This is a library for clustering documents in an unsupervised fashion.
Check out the 4-minute video explanation here and paper here.
This extends the work done in doc-clustering to use visual features of documents!
conda env create --name doc-clustering --file=doc-clustering.yml
Once you've created the environment, you can activate it using:
conda activate doc-clustering
If you're using an M1 (Apple Silicon), you'll need to use Minforge in order to use TensorFlow: https://developer.apple.com/metal/tensorflow-plugin/
Alternatively, you can also create your own, fresh environment:
conda env create --name doc-clustering python=3.8
And then manually find and install the missing dependencies by running:
python clustering.py -h
Datasets are available for download here.
And should be stored with the following directory structure and names:
datasets/rvl-cdip/
datasets/sroie2019/
Models are available for download here.
And should be stored with the following directory structure and names:
finetuned_models/finetuned_related_lmv1/
finetuned_models/finetuned_unrelated_lmv2/
Prepared document embeddings and experiment results are here.
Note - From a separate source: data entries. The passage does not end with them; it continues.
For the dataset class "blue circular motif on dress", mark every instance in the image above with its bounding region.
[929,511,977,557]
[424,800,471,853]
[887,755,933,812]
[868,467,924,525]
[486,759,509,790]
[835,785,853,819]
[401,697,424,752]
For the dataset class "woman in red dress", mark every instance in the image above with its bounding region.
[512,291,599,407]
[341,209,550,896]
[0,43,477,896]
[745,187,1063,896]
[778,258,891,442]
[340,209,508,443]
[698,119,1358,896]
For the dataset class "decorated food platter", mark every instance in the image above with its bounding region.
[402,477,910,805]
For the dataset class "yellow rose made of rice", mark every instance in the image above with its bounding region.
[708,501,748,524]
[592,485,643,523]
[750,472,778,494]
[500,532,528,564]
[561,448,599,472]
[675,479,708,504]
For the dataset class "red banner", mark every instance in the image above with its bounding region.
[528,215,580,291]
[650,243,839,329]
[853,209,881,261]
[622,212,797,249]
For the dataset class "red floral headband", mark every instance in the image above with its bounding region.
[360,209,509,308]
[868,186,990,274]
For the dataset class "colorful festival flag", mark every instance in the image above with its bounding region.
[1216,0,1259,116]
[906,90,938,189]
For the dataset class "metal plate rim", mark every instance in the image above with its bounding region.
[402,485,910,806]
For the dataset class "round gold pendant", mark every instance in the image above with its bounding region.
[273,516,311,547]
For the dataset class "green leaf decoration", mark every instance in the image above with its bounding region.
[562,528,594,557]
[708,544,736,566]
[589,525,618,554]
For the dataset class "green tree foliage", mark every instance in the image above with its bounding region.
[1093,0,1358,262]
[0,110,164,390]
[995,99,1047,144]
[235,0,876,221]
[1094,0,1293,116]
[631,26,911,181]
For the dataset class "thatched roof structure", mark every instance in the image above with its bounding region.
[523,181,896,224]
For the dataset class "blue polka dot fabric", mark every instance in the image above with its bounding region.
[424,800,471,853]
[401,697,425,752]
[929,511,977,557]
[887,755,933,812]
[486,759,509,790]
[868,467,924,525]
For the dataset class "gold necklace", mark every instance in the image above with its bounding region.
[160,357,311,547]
And should be stored with the following directory name:
results/
Run one of the commands from EXPERIMENTS.md, or python clustering.py --help
for example usage.
Add the --debug
flag to get interactive visualizations as well. Example commands:
mkdir -p results/sroie2019/resnet/
python clustering.py -p datasets/sroie2019/ \
-r resnet \
-o results/sroie2019/resnet/ \
--debug
mkdir -p results/sroie2019/alexnet/
python clustering.py -p datasets/sroie2019/ \
-r alexnet \
-o results/sroie2019/alexnet/ \
--debug
mkdir -p results/sroie2019/layoutlm_base/cls_token/
python clustering.py -p datasets/sroie2019/ \
-r layoutlm_base \
-s cls_token \
-o results/sroie2019/layoutlm_base/cls_token/ \
--debug